Scores below the threshold value are assigned a status of bad; all
other observations are classified as good.
The
Parceling properties group
is available when you specify
Parceling as
the inference method.
The following properties
are available in the Parceling properties
group:
-
Score Range Method —
Use the
Score Range Method property to specify
how you want to define the range of scores to be bucketed. The available
methods are as follows:
-
Accepts —
The
Accepts score range method distributes
the rejected applicants into equal-sized buckets based on the score
range of the CS_ACCEPTS data set.
-
Rejects —
The
Rejects score range method distributes
the rejected applicants into equal-sized buckets based on the score
range of the CS_REJECTS data set.
-
Scorecard —
The
Scorecard score range method distributes
the rejected applicants into equal-sized buckets based on the score
range that is output by the augmented data set.
-
Manual —
The
Manual score range method distributes
the rejected applicants into equal-sized buckets based on the range
that you input.
-
Score Buckets —
Use the
Score Buckets property to specify
the number of buckets that you want to use to parcel the data set
into during attribute classification. Permissible
Score
Buckets property values are integers between 1 and 100.

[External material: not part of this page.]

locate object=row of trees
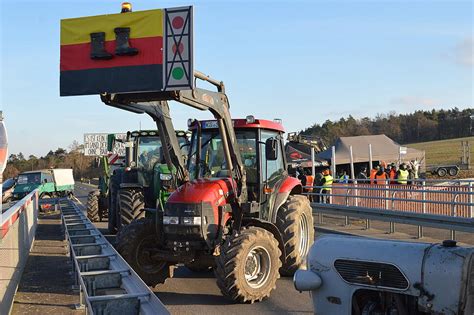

The default setting for the
Score Buckets property
is 25.
When you use the
Parceling inference method,
you must also specify the
Event Rate Increase property.
The proportion of bad and good observations in the CS_REJECTS data
set is not expected to approximate the proportion of bad and good
observations in the CS_ACCEPTS data set. Logically, the bad rate of
the CS_REJECTS data set should be higher than that of the CS_ACCEPTS
data set. It is appropriate to use some coefficient to classify a
higher proportion of rejected applicants as bad. When you use
Parceling,
the observed event rate of the accepts data is multiplied by the value
of the
Event Rate Increase property to determine
the event rate for the rejects data. To configure a 20% increase,
set the Event Rate Increase property to 1.2.